The performance of Nvidia GTX 650 in nbody example

Hello - I recently installed GTX 650 on my desktop and would like to test its performance by running CUDA SKD nbody example. At default settings (num of bodies = 2048) the example was running at around 27 GFLOPS/sec. That is even lower than my previous old 8600 GTS. Any idea?

I was using CUDA 5.0 on Windows XP 32 bit, Intel Xeon 2.8GHz with 1GB RAM, GTX 650.

I am not familiar with that card, but I suspect the default number of bodies may be too small a problem size to exploit all available parallelism on this GPU. The low default setting of the nbody sample app was probably chosen so that the app still runs OK with the lowest-end GPUs out there.

I would suggest trying with something like 65536 bodies instead. BTW, are you running this in single-precision or double-precision mode?

For performance comparisons, you would also want to run with the -benchmark switch that turns off the graphics output. Please note that the SDK apps are not designed for benchmarking purposes, so results should be interpreted with caution.

Thanks. I tried 65536 bodies and it gave me around 300 Gflops/sec. That’s much better compared to my old 8600 GTS at ~ 45 Gflops/sec.

Another interesting thing happened is that the graphics wouldn’t work, for some specific num of bodies input. For example, # of bodies = 2017 would successfully launch the graphics, but 2016 wouldn’t. In that case, I had to use -benchmark option so that no graphics is used.

It works for all powers of 2 though, e.g. 1024, 2048, 65536.

This nbody demo (single precision) is a handy indicator for our own kernels. Could someone with a K10 or K20 run this, and report how many GFLOPS with CUDA 5 and -numbodies=65536 ?

For reference, I just tried this with an EVGA GTX 680 4GB Classified (1.1 GHz):

[A] nbody.exe -numbodies=65536 [1275 GFLOPs]
[B] nbody.exe -benchmark -numbodies=65536 [1308 GFLOPs]

thanks!

Note that you would want to increase the -nbodies argument with the size of the GPU to fully exploit all available parallelism. A good heuristic may be 16384 bodies per SM/SMX. Note that there are multiple models of K20. The K20c (that is the actively cooled card for workstations) has 13 SMXs, the K20X module has 15 SMXs. So for roughly comparable numbers, I would suggest the following for single-precision runs:

-nbodies=212992 for K20c
-nbodies=245760 for K20X
-nbodies=262144 for GTX680
-nbodies=262144 for M2090

The caveats about using SDK example apps as benchmarking apps apply.
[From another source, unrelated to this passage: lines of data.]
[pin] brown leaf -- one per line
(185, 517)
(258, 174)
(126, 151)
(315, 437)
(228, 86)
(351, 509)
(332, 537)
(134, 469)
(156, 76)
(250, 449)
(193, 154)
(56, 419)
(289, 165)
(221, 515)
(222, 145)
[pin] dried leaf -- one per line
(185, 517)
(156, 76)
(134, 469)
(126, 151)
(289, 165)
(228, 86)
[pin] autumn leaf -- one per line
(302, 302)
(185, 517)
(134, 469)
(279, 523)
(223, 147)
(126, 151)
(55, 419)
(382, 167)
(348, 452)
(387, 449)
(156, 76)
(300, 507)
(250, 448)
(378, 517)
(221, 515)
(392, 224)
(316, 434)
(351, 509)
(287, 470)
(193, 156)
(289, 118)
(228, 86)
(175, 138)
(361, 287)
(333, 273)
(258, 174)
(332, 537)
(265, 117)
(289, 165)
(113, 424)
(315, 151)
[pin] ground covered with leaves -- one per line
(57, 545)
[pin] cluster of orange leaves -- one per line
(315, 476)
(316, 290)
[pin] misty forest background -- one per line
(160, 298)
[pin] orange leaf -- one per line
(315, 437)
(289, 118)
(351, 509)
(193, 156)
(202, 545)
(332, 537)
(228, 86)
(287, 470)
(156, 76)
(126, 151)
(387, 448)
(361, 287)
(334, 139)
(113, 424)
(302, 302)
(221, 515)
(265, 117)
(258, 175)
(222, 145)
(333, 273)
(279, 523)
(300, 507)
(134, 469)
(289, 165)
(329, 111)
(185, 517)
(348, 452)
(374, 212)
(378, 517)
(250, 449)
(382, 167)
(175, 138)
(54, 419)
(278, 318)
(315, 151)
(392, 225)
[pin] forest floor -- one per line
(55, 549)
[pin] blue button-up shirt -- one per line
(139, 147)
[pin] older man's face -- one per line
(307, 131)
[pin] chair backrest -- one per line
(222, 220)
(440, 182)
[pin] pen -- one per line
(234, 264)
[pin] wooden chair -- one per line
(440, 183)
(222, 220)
In particular the SDK apps are unlikely to be fully tuned to any particular platform, and may happen to achieve different percentages of peak performance.

device 0 is k20c
device 1 is EVGA GTX680 FTW, 1150mhz

nbody -benchmark -numbodies=212992 -device=0
[1305.439 single-precision GFLOP/s at 20 flops per interaction]

nbody -benchmark -numbodies=212992 -device=0 -fp64
[604.975 double-precision GFLOP/s at 30 flops per interaction]

nbody -benchmark -numbodies=262144 -device=1
[1333.898 single-precision GFLOP/s at 20 flops per interaction]

nbody -benchmark -numbodies=262144 -device=1 -fp64
[113.706 double-precision GFLOP/s at 30 flops per interaction]

Thanks rjl - those 4 data points are very helpful!

Interesting, I ran this benchmark on a server with Nvidia GTX Titan and got better results than your k20c numbers above. The server is 2x10 core E5-2690-v2 with PciE-v3 and 8x8GB 1866MHz DDR3 RAM. CUDA is 5.5 and Nvidia driver version is 319.49.

nbody -benchmark -numbodies=212992 -device=0
1868.738 single-precision GFLOP/s at 20 flops per interaction

nbody -benchmark -numbodies=212992 -device=0 -fp64
742.626 double-precision GFLOP/s at 30 flops per interaction

Even more remarkable: if I put two GTX Titan I got more than linear speedup:

nbody -benchmark -numbodies=212992 -numdevices=2
7222.349 single-precision GFLOP/s at 20 flops per interaction

nbody -benchmark -numbodies=212992 -numdevices=2 -fp64
2661.470 double-precision GFLOP/s at 30 flops per interaction

Is this for real? Or is this nbody benchmark unreliable?